Siamo a Villa Sofia nel reparto di geriatria, il set della scena può sembrare non dei migliori per una giornata d'agosto ma quella che abbiamo da raccontarvi non è una storia triste. Affatto. Siamo andati a fare un giro senza la pretesa di disturbare nessuno, solo per vedere chi abita i luoghi di cura in questo strano periodo, mentre la città va un po' più giù e le temperature un po' più su. E oltre ai suoi naturali inquilini, dottori e pazienti quello che abbiamo trovato è stata tanta umanità. I parenti e gli amici degli anziani ricoverati sono lì accanto a loro, portano fiori, qualcosa da mangiare, sorrisi e vicinanza, la cosa più importante.

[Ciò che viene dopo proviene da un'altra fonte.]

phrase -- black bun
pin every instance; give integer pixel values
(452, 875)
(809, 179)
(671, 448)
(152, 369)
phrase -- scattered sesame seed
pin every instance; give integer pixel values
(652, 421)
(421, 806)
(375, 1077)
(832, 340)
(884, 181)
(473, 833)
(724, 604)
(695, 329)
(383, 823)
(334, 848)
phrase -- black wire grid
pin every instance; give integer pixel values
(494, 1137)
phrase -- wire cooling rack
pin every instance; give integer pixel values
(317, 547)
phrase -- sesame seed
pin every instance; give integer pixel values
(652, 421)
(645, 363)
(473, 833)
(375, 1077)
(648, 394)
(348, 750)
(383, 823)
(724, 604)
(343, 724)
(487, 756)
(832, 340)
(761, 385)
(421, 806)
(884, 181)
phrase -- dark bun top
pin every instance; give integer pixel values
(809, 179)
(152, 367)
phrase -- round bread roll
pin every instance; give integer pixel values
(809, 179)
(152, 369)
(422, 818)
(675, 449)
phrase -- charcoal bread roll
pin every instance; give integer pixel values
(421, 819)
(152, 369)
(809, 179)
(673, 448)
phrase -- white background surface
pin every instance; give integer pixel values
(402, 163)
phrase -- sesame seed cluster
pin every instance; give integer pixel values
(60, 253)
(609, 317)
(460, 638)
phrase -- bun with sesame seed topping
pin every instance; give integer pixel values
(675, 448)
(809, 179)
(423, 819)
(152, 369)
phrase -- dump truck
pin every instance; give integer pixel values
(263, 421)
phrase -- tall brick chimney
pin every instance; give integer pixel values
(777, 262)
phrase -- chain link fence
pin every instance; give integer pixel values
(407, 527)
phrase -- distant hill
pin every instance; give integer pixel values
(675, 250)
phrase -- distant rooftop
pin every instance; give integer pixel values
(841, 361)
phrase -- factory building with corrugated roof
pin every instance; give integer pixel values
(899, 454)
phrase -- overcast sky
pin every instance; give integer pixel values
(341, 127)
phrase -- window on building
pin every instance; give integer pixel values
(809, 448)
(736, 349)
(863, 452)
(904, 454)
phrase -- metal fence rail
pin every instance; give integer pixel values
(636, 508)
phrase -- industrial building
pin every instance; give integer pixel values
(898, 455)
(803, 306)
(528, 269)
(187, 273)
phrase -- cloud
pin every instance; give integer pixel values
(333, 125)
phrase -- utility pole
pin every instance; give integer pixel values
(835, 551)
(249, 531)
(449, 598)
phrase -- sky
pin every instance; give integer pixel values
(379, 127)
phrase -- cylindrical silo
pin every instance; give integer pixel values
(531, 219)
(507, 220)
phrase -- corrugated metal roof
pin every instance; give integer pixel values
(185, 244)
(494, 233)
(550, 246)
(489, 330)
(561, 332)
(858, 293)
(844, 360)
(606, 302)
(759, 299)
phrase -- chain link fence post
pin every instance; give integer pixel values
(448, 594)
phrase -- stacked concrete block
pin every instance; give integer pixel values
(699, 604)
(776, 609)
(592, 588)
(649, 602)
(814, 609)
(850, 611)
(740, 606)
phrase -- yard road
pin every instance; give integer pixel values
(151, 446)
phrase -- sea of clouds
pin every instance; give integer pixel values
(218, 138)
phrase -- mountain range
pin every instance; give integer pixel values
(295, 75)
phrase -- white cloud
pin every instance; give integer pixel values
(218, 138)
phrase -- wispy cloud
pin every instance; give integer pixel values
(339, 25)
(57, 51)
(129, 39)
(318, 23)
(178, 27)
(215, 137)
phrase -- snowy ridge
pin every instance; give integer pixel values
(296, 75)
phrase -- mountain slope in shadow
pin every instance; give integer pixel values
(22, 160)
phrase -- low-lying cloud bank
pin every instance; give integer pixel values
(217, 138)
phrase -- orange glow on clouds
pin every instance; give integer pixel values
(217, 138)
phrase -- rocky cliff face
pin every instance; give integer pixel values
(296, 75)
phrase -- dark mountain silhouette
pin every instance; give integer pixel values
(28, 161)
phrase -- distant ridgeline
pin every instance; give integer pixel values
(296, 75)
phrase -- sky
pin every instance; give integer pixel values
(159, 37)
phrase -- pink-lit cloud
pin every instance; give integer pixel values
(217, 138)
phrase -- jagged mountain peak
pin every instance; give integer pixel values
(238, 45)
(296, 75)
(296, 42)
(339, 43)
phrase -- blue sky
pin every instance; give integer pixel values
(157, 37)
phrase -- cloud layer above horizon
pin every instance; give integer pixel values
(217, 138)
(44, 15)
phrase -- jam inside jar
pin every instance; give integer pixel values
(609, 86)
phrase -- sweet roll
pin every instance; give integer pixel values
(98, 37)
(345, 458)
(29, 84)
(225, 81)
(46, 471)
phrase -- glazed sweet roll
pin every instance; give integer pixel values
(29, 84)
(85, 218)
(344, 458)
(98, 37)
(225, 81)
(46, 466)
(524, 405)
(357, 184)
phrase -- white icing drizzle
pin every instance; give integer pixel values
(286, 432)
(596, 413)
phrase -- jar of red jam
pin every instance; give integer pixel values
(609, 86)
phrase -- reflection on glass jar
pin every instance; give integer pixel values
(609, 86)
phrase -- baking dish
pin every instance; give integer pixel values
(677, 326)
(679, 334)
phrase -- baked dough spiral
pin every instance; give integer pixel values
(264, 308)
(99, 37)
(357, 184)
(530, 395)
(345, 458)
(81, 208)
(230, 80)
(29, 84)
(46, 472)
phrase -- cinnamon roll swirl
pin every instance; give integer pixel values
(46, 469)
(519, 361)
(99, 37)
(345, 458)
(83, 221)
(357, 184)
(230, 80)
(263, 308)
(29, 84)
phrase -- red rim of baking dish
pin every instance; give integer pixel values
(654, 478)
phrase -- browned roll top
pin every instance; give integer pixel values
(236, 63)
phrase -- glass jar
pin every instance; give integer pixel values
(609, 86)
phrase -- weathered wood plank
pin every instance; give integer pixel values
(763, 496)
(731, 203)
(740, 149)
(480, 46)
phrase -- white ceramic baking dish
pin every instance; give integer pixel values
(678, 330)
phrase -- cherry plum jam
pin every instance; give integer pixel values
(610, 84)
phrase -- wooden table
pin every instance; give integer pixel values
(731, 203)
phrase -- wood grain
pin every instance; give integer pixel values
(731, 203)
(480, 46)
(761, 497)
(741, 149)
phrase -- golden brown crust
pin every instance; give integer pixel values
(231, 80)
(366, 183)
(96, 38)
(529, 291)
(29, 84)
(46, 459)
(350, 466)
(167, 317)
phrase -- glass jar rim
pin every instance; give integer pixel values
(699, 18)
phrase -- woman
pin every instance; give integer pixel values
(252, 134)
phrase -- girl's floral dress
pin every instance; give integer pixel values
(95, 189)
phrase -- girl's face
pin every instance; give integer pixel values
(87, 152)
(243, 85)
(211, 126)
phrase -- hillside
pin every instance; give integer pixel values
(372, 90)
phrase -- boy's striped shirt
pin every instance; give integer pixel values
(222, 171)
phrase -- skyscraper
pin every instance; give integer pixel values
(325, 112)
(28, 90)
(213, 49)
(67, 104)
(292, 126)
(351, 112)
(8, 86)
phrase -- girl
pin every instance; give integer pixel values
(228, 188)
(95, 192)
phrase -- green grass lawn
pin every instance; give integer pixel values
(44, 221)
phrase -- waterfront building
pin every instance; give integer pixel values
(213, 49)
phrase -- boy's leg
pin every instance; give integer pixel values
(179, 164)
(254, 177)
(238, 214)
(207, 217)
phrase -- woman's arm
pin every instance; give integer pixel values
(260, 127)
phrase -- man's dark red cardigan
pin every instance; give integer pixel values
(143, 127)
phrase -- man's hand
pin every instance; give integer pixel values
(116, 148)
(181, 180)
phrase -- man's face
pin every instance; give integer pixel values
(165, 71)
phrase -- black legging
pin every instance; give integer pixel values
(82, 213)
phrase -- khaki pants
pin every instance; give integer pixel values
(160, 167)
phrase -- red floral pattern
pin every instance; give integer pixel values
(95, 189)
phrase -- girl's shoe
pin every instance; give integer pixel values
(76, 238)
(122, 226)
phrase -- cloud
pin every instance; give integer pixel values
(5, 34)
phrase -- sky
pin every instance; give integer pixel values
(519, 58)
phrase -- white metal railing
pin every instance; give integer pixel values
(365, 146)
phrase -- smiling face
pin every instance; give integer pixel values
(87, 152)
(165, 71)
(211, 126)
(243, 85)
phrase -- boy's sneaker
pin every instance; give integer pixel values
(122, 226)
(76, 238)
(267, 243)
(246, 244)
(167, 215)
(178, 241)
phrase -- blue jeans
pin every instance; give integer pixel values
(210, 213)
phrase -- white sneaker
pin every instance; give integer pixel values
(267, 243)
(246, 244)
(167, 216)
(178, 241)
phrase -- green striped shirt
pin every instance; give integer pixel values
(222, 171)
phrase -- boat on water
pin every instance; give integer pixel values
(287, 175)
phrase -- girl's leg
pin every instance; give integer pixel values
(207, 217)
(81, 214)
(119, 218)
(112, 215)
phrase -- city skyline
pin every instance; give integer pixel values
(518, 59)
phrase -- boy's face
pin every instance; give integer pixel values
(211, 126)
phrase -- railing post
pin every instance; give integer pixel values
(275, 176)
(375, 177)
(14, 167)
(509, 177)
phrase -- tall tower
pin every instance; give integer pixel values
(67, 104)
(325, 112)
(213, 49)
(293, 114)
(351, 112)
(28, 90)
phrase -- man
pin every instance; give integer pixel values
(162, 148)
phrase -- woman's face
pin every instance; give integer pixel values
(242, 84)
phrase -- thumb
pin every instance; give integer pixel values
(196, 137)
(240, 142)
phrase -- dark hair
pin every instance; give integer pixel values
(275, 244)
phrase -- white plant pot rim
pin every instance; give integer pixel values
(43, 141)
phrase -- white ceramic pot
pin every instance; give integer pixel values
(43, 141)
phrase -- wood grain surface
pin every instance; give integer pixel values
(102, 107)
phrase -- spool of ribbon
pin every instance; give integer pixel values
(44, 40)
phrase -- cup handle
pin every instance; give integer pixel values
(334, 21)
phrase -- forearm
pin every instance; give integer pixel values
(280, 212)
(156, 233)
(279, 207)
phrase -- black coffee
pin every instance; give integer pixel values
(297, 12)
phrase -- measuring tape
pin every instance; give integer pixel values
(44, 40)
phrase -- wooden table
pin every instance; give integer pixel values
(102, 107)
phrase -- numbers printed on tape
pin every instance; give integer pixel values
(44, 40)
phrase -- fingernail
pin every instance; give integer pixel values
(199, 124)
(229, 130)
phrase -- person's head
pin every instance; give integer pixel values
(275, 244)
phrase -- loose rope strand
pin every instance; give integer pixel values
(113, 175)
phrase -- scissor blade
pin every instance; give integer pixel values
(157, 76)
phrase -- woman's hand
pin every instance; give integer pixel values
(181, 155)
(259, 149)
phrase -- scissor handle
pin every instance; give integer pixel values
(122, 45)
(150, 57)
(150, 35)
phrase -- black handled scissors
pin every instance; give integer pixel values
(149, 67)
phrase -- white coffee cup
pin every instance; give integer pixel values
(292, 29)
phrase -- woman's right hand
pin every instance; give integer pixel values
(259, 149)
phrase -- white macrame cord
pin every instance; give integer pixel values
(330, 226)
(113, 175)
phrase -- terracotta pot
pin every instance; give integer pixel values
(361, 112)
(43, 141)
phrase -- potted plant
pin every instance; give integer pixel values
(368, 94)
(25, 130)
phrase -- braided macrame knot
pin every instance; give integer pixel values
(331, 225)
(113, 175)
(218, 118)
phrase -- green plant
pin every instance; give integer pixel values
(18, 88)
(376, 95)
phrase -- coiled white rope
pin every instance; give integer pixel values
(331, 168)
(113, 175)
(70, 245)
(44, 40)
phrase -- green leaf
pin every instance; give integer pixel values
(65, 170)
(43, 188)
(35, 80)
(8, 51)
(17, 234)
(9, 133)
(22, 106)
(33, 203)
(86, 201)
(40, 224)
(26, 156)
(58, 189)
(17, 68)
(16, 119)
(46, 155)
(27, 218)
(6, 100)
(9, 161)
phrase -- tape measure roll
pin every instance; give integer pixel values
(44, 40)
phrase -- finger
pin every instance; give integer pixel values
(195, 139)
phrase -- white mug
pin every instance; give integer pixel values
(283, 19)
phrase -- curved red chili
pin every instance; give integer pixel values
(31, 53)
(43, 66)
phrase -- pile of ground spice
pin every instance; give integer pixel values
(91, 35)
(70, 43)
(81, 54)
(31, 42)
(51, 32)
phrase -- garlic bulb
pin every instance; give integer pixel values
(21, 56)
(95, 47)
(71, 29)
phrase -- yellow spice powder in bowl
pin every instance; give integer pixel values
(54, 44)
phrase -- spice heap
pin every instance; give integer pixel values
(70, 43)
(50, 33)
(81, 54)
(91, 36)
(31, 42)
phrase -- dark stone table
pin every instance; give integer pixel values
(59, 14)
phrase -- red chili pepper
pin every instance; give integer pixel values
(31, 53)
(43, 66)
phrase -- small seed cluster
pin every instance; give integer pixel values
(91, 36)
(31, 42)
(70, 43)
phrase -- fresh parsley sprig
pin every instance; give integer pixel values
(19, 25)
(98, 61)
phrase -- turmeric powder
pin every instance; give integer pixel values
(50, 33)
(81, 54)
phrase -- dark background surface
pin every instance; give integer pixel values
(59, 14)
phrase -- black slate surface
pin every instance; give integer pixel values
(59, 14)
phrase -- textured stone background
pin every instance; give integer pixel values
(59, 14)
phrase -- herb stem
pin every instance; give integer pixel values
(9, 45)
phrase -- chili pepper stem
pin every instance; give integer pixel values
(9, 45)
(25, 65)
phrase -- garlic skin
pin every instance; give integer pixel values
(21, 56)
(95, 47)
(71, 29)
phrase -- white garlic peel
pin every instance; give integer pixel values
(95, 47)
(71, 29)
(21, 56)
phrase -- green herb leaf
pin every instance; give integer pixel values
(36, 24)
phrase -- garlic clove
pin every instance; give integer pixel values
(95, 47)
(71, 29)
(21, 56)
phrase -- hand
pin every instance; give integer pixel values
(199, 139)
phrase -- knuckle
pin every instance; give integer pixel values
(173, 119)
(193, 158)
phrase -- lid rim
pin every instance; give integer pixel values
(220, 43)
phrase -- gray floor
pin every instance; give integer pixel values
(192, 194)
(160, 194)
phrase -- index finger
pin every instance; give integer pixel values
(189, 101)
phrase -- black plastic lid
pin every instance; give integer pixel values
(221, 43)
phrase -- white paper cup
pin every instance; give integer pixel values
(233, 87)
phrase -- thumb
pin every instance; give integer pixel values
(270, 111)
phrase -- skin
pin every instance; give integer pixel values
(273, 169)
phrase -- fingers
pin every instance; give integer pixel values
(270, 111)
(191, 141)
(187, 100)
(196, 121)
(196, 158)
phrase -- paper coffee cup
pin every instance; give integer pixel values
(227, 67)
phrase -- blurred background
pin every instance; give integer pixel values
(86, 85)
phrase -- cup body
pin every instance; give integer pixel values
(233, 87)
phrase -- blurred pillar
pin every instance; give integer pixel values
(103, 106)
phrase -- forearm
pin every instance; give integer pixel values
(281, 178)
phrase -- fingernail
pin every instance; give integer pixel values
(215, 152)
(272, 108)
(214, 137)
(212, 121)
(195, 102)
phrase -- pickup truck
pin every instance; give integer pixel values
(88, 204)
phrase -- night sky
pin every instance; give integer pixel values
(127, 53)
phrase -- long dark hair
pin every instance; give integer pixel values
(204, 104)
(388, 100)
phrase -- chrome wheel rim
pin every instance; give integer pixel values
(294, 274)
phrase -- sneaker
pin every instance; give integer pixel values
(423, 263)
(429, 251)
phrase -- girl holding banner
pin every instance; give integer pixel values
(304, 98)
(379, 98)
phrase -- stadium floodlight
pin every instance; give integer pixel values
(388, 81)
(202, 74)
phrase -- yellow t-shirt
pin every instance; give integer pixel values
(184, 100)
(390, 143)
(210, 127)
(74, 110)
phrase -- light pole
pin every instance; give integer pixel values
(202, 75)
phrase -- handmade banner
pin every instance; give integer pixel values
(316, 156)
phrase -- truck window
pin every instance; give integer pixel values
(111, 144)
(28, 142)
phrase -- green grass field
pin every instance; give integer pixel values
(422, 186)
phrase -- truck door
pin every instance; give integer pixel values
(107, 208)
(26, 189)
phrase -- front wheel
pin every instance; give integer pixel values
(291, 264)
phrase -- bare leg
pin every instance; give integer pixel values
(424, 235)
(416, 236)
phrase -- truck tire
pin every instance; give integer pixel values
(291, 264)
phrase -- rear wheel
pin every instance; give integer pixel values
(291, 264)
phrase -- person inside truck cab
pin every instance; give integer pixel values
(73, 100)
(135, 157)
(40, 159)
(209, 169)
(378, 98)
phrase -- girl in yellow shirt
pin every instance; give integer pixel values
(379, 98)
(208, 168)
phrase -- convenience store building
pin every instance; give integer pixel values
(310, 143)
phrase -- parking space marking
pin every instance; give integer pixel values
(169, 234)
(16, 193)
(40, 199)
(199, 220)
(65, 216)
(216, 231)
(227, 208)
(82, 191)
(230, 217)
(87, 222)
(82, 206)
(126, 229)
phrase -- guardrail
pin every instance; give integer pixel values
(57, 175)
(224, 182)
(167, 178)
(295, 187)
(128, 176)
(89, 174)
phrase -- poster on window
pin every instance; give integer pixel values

I pazienti ricoverati qui sono circa venticinque, i posti letto sono al completo, come ci spiega il dottor Maurizio Musotto, il dirigente medico che ci accompagna lungo i corridoi. I pazienti arrivano per lo più dal Pronto Soccorso o da altri istituti ospedalieri e stanno in media dieci giorni. "Durante gli orari di visita c'è sempre grande viavai - dice il dottor Musotto - Soprattutto durante l'ora di pranzo o nel pomeriggio. Facciamo restare qualche parente anche oltre l'orario di visite se c'è qualche caso particolare, l'unica cosa che non permettiamo è la permanenza delle badanti".

In una stanza un signore mi ferma e ha voglia di raccontarmi tutta la sua vita, parte dall'inizio dice che ha 68 anni ed è orfano, è ricoverato lì da sei giorni e non vede l'ora di tornare a casa. Ma poi s'interrompe di colpo, è arrivata sua cugina e come un bambino gli getta letteralmente le braccia al collo. Un altro mi scambia per sua figlia, no, non sono lei. Lei oggi non è venuta a quanto dice, o magari lui se n'è dimenticata, o magari verrà. Non si sa. Passo tra i corridoi anche un po' dopo l'orario ufficiale per le visite. Sono molti i parenti intorno i lettini, si sente sostegno e cura. Non è una storia di abbandono quella tra le pieghe di quest'angolo di mondo.

Da un lettino mi sento osservata e mi avvicino: una signora è stesa e non ha nessuno intorno, le chiedo se oggi è venuto qualcuno a trovarla e vedo un guizzo nei suoi occhi: "Certo. È venuta mia figlia, se n'è appena andata": dice. Gli occhi stanchi sembrano orgogliosi. Dal lettino accanto un sussurro: "Sono venuti a farmi visita oggi anche a me, sa? Eh sì. Di solitudine si muore, lo sa? No, io no, io andrò via a casa forse anche domani".